I recognize that deep voice. I’ve heard it before, by the river. It must be one of River’s friends. No—one of his bandmates, I think bitterly. Why are they here?
He continues talking, and the words melt in my mind. He says something about Mom, who originally hired them and then had to get a replacement because Demons ’N Saints canceled their gigs. I hear a bit of a song they play before they disappear, and everything inside me burns with pain. I want to scream with frustration and anger, disappointment, and my own blindness. I want to fall back into the land of silence, where no one reaches me and no one hurts me.
It’s better there.
Stiller. As if a veil were covering me.
And even though I don’t want to hear them sing, even though I don’t want to see River as Asher because it folds me up like origami crumpled in my hand, it’s a compulsion.
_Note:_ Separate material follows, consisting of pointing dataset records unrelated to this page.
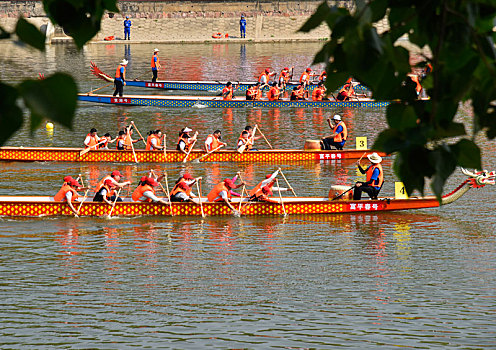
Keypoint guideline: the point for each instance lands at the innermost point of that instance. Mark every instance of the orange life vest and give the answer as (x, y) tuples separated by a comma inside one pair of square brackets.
[(93, 141), (218, 189), (60, 196), (177, 189), (305, 77), (138, 193), (273, 93), (376, 183), (153, 64), (215, 142), (342, 136), (187, 145), (227, 93)]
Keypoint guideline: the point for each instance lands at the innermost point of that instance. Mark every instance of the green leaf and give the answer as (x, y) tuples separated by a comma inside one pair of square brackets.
[(29, 34), (468, 154), (317, 18), (53, 98), (10, 114)]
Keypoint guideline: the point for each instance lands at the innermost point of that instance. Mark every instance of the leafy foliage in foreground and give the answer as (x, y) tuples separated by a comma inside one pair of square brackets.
[(423, 133), (55, 97)]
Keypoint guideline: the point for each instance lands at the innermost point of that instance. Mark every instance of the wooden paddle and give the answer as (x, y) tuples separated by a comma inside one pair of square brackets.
[(287, 182), (200, 199), (113, 204), (86, 150), (280, 197), (197, 160), (81, 204), (243, 147), (193, 145), (142, 138), (261, 133)]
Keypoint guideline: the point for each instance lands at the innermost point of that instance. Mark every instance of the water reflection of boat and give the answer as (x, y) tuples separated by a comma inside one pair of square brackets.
[(30, 154), (218, 102)]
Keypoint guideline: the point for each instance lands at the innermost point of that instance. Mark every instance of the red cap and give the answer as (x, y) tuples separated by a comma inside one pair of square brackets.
[(151, 182), (75, 183), (266, 190), (109, 182)]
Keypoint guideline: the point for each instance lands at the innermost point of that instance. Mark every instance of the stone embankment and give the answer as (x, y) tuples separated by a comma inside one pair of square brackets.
[(189, 21)]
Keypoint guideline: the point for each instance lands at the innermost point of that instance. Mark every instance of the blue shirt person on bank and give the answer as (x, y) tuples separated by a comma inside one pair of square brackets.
[(242, 26), (127, 28)]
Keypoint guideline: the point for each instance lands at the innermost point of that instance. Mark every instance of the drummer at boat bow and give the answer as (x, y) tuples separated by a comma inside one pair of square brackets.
[(68, 193), (222, 192), (120, 78), (374, 179), (213, 141), (155, 64), (91, 140), (185, 142), (154, 141), (145, 192), (339, 134), (183, 189)]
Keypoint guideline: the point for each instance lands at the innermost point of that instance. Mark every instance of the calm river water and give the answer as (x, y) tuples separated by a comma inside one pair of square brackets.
[(419, 279)]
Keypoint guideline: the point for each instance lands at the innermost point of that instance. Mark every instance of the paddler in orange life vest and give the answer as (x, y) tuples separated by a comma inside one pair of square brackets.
[(319, 92), (264, 78), (91, 140), (374, 179), (68, 193), (145, 192), (305, 78), (274, 93), (213, 141), (114, 177), (120, 78), (228, 92), (183, 189), (155, 64), (253, 93), (185, 141), (154, 141), (338, 136), (222, 192)]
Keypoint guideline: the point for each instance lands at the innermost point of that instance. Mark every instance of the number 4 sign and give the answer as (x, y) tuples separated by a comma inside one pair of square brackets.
[(400, 191)]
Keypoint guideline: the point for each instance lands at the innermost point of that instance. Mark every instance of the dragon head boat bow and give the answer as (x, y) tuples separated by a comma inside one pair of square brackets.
[(24, 206)]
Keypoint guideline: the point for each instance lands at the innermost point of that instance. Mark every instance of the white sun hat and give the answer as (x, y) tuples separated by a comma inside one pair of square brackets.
[(374, 158)]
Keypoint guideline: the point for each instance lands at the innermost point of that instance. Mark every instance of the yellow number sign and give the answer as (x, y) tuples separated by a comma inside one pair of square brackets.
[(400, 191), (361, 142)]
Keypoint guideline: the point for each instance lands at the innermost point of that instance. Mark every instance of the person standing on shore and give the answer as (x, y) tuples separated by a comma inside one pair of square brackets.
[(155, 65), (127, 28), (120, 78), (242, 26)]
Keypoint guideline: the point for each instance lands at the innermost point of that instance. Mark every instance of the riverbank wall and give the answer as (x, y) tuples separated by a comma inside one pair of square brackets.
[(189, 21)]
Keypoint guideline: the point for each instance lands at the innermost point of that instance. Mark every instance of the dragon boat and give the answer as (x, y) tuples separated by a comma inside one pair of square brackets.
[(218, 102), (210, 86), (23, 206), (59, 154)]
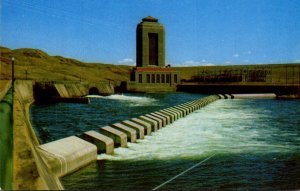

I have to look and then suddenly, he’s standing elevated on the Roman edging of the nearby café, violet-blue spotlights on his skin, microphone in his hand. Next to him stands a young Asian man with chin-length hair and an electric guitar. Someone is frantically laying a cable.
“Come on, Las Vegas!” River yells, his rough whiskey voice sending a dark shiver down my spine. “You want a song, you’ll get a song.”
The crowd goes wild, hands fly into the air.
“We only have one guitar, which Knox from World without Truth kindly lent us. Knox, thank you so much!” The cheering is so loud that River almost has to scream into the microphone. “World without Truth is playing live for you in the Colosseum tonight! Apparently, there are still tickets available at the box office…”
“Ash-er, Ash-er!” they chant in a wild, exuberant chorus.